Outside of mitigating the impact of software bugs, silicon can’t be altered remotely. But a processor or piece of silicon IP must be programmed to recognize, at runtime, whether an instruction attempting to write to memory or peripherals is performing a legal or illegal operation.
Dover Microsystems has developed such a technology called CoreGuard.
Silicon security at runtime
CoreGuard is a piece of silicon IP that can be integrated with RISC processor architectures to identify invalid instructions at runtime. Delivered as RTL, the solution can be optimized for various power and area requirements, or modified to support custom processor extensions.
As shown in Figure 2, the CoreGuard architecture includes a hardware interlock that controls all communication between the host processor and rest of the system. The hardware interlock funnels these communications into a Policy Enforcer.
Separately, CoreGuard uses updateable security rules called micropolicies, which are simple governing policies created in a high-level, proprietary language. These rules are installed in a secure, inaccessible region of memory isolated from other operating systems or application code. CoreGuard also reserves a small memory allocation here for application metadata usually discarded by the compiler, which is used to generate unique identifiers for all data and instructions in a system. These components load at system boot time.
When an instruction attempts to execute at runtime, the CoreGuard Policy Execution core or host processor running in privileged mode cross-references the instruction’s metadata against the defined micropolicies. The hardware interlock ensures that the processor outputs only valid instructions to memory or peripherals, thereby preventing invalid code from executing completely. The application is informed of the policy violation with something akin to a divide-by-zero error, and the user is notified.
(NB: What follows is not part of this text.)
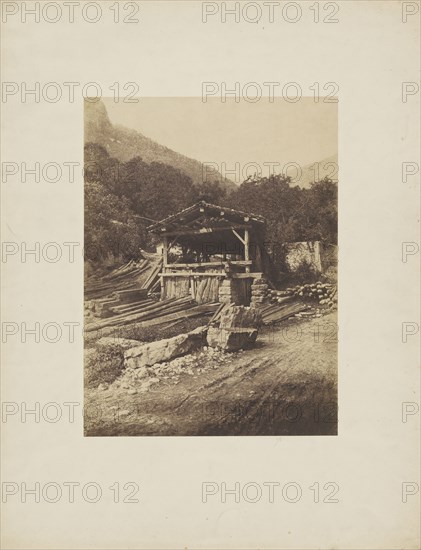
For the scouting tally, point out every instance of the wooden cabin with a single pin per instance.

All that is required for integration with a host processor in support for instruction trace outputs, stall inputs, a non-maskable interrupt (NMI) input, and interrupt outputs. For non-chip designers, Dover Microsystems recently announced that its CoreGuard technology is being designed into certain NXP processors.
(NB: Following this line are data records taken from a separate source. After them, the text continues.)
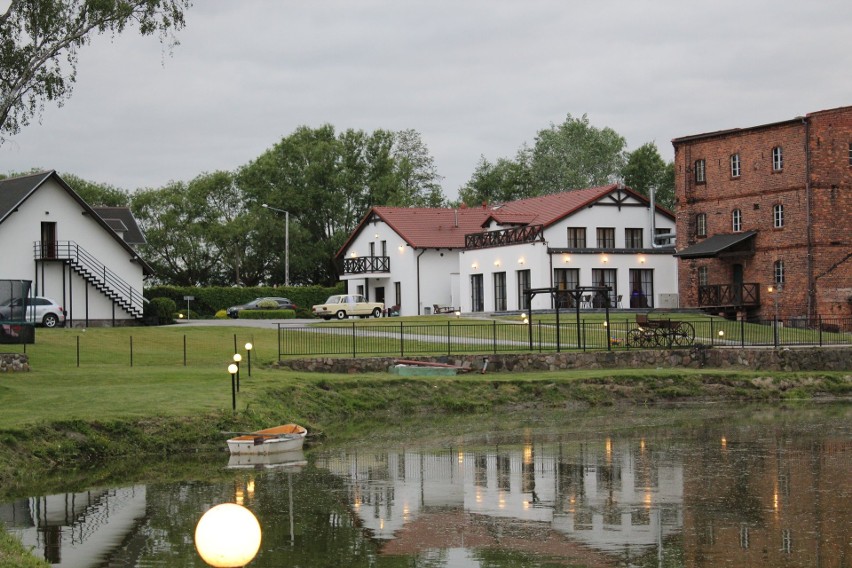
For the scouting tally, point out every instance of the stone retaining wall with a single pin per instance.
(10, 362)
(799, 359)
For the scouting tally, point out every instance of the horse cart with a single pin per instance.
(659, 332)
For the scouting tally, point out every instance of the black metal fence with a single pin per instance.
(461, 337)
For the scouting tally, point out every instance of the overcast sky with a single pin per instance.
(473, 77)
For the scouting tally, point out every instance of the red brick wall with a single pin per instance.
(755, 192)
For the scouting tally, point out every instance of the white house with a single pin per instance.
(486, 259)
(72, 254)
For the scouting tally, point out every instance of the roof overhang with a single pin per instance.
(721, 246)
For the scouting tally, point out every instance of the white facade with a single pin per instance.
(420, 275)
(69, 253)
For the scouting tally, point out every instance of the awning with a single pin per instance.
(736, 244)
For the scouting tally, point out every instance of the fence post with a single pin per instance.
(494, 335)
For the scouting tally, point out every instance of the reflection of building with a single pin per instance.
(609, 499)
(74, 528)
(788, 507)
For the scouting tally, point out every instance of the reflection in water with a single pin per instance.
(761, 490)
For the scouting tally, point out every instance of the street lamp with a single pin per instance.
(237, 359)
(775, 291)
(286, 241)
(232, 369)
(227, 536)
Eliminating classes of attacks
In the case of buffer overflows, the benefits of a technology like CoreGuard are obvious. Buffer sizes captured as part of the oft-discarded compiler metadata can be incorporated to limit an attacker’s ability to manipulate the system stack from across the network. Going a step further, the same principles can be applied to control-flow hijacking in general because returns from various points in memory can be restricted before they take place.
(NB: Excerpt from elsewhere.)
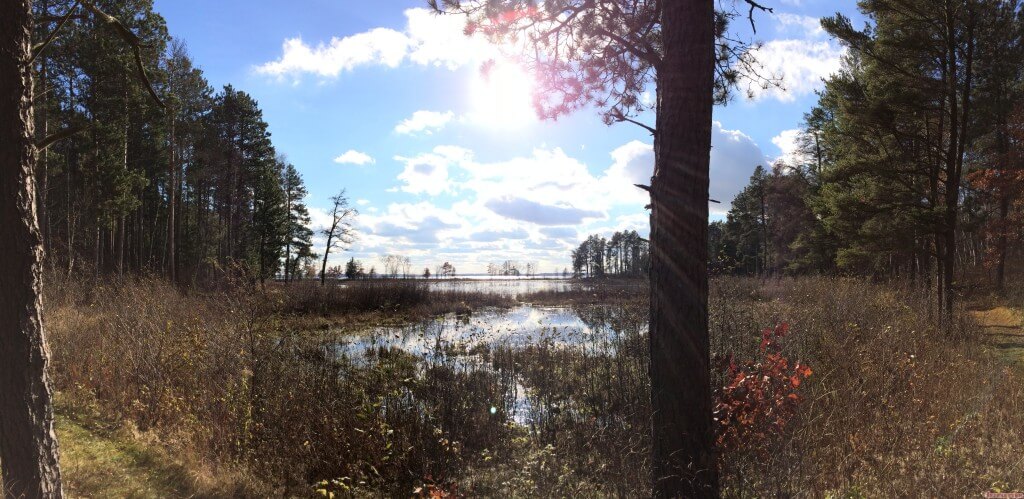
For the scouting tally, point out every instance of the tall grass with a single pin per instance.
(895, 407)
(388, 296)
In practice, this real-time awareness also creates a new playing field for the security industry. By being able to identify errors or attacks before damage occurs, users can elect to dynamically reallocate memory, switch to a separate, safer program or log events while continuing to run the same program. How to proceed is completely dependent upon the needs of the application or business case.
Have we seen the end of zero-day vulnerabilities? Only time will tell, but it appears we’re on the right path.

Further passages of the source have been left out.